More than 40,000 Wonga customers are seeking compensation from the defunct payday lender, according to documents released by the Treasury Committee. A letter sent by administrators to the firm expects the number to shoot up further.
Controversial payday lender Wonga collapsed into administration in August 2018, following a slew of compensation claims which had rocked the company in recent years. Grant Thornton was subsequently appointed to oversee the company’s winding down after it failed to secure a deal with its own lenders.
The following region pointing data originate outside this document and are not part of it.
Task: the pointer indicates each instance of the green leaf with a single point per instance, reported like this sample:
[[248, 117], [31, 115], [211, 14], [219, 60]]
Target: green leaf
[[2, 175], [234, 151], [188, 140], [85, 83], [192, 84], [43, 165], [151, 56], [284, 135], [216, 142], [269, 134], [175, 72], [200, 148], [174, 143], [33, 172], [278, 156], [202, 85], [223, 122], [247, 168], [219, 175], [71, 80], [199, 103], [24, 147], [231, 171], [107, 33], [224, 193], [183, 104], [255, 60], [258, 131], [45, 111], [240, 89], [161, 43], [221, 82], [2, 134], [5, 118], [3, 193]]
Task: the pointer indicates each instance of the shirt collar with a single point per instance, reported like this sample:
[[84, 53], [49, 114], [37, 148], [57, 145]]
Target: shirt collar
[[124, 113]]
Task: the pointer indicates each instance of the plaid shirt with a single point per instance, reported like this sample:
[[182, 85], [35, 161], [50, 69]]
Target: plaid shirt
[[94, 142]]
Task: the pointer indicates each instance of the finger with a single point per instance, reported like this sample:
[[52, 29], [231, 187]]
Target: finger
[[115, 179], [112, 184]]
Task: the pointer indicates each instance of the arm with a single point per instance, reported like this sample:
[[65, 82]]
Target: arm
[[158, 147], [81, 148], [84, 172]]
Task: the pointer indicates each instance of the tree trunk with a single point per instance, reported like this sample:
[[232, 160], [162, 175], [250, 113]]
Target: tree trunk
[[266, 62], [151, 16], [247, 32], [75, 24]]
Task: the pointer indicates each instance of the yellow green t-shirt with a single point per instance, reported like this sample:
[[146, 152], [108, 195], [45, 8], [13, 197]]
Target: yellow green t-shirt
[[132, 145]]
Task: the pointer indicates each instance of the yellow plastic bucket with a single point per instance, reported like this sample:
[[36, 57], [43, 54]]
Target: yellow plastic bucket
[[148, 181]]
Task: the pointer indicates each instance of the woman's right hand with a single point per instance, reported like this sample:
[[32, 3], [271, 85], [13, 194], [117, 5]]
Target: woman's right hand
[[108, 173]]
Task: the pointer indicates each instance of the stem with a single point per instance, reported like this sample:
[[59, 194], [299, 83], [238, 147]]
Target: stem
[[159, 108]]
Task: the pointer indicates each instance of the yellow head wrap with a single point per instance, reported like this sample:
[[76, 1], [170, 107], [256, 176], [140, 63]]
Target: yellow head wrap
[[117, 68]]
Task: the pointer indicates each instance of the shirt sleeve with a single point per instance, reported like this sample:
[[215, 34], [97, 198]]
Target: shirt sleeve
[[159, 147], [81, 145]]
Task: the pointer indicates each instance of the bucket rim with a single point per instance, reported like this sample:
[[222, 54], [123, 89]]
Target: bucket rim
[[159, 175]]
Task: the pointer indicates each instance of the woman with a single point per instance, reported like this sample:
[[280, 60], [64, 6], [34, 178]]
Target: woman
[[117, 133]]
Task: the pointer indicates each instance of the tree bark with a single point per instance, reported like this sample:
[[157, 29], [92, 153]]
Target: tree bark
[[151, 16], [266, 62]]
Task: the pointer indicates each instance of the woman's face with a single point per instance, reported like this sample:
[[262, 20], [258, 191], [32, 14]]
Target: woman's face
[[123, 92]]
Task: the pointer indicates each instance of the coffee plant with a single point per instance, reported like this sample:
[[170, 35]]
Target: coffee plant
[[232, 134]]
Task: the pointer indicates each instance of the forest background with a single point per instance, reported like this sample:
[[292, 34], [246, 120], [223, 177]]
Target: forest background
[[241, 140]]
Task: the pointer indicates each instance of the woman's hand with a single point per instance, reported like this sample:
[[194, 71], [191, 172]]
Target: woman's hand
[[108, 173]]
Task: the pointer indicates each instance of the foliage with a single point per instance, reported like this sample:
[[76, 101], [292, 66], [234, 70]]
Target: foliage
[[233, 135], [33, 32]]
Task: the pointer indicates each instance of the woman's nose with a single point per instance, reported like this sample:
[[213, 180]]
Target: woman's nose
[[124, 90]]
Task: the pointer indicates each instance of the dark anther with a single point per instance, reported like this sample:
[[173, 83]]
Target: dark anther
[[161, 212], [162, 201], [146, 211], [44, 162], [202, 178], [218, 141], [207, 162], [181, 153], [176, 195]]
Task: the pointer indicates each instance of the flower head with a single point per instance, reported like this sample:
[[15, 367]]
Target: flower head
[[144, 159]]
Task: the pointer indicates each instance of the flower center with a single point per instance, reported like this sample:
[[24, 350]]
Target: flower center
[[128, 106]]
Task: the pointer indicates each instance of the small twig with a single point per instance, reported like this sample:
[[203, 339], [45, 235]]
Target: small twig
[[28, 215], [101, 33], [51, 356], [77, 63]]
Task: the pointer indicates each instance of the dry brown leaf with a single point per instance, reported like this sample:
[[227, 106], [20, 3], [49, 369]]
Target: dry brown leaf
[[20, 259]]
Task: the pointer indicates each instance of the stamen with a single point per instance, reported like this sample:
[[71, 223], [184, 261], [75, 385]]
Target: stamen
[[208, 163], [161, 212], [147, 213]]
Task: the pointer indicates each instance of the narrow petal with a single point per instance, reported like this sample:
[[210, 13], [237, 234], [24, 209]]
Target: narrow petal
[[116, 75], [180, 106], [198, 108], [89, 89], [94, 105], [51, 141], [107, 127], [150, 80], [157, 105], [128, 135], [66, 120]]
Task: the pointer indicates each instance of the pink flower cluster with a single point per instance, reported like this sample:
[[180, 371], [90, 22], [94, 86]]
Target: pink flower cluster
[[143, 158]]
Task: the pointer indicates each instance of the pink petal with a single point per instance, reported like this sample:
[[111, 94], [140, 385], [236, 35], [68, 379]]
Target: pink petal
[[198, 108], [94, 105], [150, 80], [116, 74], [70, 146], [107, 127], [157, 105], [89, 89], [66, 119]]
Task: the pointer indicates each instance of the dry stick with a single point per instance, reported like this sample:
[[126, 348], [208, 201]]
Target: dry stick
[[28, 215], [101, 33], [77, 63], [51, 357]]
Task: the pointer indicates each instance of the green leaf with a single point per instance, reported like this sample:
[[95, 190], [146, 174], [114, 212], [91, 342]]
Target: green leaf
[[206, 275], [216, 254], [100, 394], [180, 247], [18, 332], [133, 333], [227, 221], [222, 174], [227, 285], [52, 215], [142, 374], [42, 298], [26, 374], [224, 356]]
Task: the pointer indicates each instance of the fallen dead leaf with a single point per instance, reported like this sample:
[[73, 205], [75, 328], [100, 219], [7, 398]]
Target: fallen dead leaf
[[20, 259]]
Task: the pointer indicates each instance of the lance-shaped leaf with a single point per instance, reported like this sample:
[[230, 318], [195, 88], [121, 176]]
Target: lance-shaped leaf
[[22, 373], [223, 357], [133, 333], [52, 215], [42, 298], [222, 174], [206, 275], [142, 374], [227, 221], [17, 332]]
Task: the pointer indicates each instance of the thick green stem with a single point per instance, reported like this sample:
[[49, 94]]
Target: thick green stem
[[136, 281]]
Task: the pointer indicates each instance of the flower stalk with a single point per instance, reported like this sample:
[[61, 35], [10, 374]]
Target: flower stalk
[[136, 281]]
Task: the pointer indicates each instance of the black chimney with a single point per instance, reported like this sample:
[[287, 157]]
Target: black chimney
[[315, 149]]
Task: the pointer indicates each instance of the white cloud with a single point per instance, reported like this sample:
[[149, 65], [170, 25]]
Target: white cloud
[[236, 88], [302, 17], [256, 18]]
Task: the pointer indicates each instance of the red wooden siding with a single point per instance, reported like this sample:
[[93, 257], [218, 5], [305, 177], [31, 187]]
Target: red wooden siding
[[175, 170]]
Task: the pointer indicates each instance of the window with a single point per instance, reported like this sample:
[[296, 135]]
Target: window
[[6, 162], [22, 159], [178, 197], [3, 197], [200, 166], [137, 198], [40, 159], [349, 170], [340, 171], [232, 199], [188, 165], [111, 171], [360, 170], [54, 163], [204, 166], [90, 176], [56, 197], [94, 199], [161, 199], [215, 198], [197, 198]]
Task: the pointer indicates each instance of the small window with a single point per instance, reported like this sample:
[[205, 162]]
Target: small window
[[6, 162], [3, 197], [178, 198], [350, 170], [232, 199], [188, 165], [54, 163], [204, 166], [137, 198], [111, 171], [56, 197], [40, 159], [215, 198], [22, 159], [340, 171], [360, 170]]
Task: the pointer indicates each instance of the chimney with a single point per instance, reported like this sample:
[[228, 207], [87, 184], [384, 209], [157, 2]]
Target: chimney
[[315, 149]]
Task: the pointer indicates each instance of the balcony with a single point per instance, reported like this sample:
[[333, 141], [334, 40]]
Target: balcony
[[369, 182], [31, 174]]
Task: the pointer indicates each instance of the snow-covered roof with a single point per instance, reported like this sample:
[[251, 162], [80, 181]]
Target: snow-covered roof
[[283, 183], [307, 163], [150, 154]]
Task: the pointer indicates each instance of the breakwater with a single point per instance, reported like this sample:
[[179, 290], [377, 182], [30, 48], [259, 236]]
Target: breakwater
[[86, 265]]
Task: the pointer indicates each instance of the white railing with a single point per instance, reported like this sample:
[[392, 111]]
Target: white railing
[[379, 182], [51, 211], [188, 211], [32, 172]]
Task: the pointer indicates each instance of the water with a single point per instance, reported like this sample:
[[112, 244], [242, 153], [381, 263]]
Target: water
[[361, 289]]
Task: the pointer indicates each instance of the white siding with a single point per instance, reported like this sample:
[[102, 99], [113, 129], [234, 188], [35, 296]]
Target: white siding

Since then, the number of claims for compensation from Wonga has shown no signs of slowing – in fact it has exploded – as since January the estimated 10,500 cases has mushroomed into over 40,000. As more borrowers who were sold unaffordable loans come forward, correspondence between Grant Thornton and the Treasury Committee has suggested the situation may worsen.According to a letter from Grant Thornton to Committee Chair Nicky Morgan, “The total number of redress claims is currently more than four times the number you referred to in your press statement on 26 February and we can expect this to increase, when the administrators publicly request claims from borrowers who believe they may have been sold an unaffordable loan.”
The letter came as a response to Morgan, who had written to Grant Thornton to ask how the professional services firm intends to progress outstanding complaints against Wonga. Morgan now understands the issue to be “much bigger than expected.”
As a result, Morgan warned that as Wonga’s creditors and claimants are now in the hands of an administration process, waiting to discover what their share of Wonga’s assets will be, this could be “smaller as more people make claims.” She added that the Wonga debacle raises questions about whether the coverage of the Financial Services Compensation Scheme should be widened to provide protection for customers of high-cost short-term lenders and those of firms that later go bust.
Recently installed Grant Thornton CEO David Dunckley, meanwhile, responded that the consultancy will set up a portal for customers to make claims directly online. There is, however, currently no “go-live” date for this. At the same time, Dunckley advised customers that using a claims management company will not accelerate the claims process, and may expose them to charges that will be deducted from any final payment they might receive.